I read a very small article out of New Zealand this morning which kind of interested me -- the story reported an oil company there pleaded guilty in an oil spill --

NEW PLYMOUTH, NEW ZEALAND: Australian Worldwide Exploration (AWE) Ltd. and Prosafe will plead guilty to spilling 23,000 litres (6,072 gallons) of oil into New Zealand waters off the Taranaki coast last October, according to local media reports.

I was fascinated, I think, by this idea that a company would plead guilty. Of all the articles I've read, that doesn't happen here. There are settlements and there are fights -- but here, there is something refreshing about executives standing up and saying "Guilty."

So I did one of those strange Google searches -- "oil, courts, plead, US."

What I found was a little disquieting too. I found two separate official documents -- one from the justice department and another from the EPA -- two different cases of shipping companies plead guilty for intentionally dumping sludge.

"The National Navigation Company (NNC) pleaded guilty and was sentenced today in U.S. District Court for the District of Oregon for 15 felony charges, the Justice Department announced."

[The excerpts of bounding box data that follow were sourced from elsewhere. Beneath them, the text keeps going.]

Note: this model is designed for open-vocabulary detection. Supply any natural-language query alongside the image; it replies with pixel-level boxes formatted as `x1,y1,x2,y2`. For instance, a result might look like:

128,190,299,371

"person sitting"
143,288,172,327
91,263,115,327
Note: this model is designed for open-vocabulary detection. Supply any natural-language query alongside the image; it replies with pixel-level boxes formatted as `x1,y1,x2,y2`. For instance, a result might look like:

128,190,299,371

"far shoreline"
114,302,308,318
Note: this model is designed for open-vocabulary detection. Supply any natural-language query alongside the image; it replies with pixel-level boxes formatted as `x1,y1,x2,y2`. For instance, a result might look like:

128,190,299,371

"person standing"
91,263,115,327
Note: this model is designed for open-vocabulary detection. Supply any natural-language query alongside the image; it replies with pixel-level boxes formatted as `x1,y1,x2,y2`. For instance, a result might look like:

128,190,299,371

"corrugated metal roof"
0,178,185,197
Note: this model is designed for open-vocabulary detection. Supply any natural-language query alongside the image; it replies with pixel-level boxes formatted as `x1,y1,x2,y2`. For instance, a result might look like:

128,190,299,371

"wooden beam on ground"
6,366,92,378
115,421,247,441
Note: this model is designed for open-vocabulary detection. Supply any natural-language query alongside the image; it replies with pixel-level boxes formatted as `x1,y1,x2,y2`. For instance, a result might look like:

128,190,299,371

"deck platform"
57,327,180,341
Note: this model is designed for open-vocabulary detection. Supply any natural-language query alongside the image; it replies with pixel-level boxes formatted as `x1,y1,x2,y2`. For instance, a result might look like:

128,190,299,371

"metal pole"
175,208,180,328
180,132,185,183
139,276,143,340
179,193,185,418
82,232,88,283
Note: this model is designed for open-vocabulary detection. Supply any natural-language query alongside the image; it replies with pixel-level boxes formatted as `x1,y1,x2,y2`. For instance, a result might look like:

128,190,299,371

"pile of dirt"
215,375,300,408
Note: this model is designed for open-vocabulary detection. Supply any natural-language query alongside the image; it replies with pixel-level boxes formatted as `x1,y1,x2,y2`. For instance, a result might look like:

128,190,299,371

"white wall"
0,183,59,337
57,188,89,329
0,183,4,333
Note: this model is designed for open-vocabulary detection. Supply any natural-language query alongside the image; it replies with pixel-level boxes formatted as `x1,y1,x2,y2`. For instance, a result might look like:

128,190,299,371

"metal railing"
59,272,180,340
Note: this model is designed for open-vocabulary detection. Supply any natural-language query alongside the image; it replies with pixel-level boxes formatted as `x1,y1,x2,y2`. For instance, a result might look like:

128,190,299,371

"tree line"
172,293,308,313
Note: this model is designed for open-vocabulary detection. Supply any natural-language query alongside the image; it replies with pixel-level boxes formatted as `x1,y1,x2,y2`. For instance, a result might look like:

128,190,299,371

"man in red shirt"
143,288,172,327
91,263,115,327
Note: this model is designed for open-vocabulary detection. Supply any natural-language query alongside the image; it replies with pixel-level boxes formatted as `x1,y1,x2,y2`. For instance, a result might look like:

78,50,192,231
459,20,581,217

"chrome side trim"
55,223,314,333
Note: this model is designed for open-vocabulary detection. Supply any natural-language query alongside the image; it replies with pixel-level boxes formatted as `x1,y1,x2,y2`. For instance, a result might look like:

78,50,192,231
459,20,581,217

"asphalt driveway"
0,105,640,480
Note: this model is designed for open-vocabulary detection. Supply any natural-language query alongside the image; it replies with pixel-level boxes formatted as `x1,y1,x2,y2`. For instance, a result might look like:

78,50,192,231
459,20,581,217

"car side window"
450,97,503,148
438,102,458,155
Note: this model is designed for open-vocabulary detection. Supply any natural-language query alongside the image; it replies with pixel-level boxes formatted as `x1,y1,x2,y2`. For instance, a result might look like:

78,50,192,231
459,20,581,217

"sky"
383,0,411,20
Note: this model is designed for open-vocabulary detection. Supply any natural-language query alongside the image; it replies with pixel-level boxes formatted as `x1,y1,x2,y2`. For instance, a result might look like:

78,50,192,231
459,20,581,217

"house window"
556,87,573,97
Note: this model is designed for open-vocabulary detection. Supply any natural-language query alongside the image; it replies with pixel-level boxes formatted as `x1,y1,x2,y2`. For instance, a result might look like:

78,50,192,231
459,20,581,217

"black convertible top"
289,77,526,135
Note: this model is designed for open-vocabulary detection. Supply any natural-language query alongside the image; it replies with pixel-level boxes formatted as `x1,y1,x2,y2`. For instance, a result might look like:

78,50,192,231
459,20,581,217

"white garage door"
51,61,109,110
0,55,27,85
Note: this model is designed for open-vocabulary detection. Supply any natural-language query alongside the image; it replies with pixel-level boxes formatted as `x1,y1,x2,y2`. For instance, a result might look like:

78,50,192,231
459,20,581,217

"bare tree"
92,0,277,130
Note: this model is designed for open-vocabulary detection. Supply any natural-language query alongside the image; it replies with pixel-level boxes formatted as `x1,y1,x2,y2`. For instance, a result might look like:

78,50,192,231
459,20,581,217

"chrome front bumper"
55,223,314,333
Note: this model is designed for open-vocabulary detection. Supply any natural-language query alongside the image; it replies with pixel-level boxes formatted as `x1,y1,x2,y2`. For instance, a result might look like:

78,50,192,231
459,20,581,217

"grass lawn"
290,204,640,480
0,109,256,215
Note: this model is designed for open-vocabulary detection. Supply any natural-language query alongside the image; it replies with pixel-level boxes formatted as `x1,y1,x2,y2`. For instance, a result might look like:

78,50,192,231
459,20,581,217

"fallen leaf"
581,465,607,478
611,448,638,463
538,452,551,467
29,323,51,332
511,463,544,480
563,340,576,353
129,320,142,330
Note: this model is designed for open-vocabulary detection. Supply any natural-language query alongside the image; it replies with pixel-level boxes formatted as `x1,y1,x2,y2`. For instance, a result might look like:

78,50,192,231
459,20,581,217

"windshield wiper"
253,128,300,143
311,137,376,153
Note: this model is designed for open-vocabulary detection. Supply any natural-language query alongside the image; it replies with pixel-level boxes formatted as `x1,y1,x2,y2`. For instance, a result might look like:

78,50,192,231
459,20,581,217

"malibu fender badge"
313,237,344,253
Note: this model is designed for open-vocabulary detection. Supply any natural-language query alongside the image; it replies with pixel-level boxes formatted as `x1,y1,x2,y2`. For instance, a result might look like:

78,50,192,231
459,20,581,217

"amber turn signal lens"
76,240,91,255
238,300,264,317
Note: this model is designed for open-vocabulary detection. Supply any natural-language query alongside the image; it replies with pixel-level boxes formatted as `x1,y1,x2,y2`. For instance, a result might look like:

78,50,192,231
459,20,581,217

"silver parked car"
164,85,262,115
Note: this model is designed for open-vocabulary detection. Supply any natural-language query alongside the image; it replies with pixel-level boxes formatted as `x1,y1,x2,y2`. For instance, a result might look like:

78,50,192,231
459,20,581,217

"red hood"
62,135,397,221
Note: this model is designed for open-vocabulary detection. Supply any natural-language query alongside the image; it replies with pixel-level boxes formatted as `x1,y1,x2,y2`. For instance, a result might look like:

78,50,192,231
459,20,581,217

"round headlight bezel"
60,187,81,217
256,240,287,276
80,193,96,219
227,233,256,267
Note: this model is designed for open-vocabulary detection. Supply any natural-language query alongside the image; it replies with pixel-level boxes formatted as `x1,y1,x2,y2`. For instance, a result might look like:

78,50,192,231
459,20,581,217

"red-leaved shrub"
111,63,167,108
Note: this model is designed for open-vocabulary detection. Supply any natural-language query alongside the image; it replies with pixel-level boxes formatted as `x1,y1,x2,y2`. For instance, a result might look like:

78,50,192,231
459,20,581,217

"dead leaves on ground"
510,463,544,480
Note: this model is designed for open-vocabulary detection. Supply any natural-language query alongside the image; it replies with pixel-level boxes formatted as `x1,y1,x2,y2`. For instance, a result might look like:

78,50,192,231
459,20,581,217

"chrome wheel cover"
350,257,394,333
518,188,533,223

"An American-based ship operator, Pacific-Gulf Marine, Inc. (PGM), has agreed to plead guilty to criminal charges that it engaged in deliberate acts of pollution involving a fleet of four ships in violation of the Act to Prevent Pollution from Ships, the Justice Department announced today."


From what I read earlier this month it sounds like that is happening all the time.

But the idea of responsibility...

"The US Supreme Court has agreed to hear Exxon Mobil's plea to reduce the $2.5 billion fine handed out after the 1989 Exxon Valdez oil spill. The company, who say they shouldn't be held responsible for the drunken driving of ship captain Joseph Hazelwood, calls the punishment unconstitutionally excessive." Wired.

Back to The History of Standard Oil:

While none of the other members of the Standard Oil Company examined in 1879 was quite so sweeping in his denials, all of them evaded direct answers. The reason they gave for this evasion was that the investigations were an interference with their rights as private citizens, and that the government had no business to inquire into their methods. Consequently when asked questions they refused to answer "by advice of counsel." Ultimately the gentlemen did answer a great many questions. But taking the testimony all in all through these years it certainly is a mild characterisation to say that it totally lacks in frankness. The testimony of the Standard officials before the Hepburn Commission was so evasive that the committee in making its report spoke bitterly of the company as "a mysterious organisation whose business and transactions are of such a character that its members decline giving a history or description of it lest this testimony be used to convict them of a crime."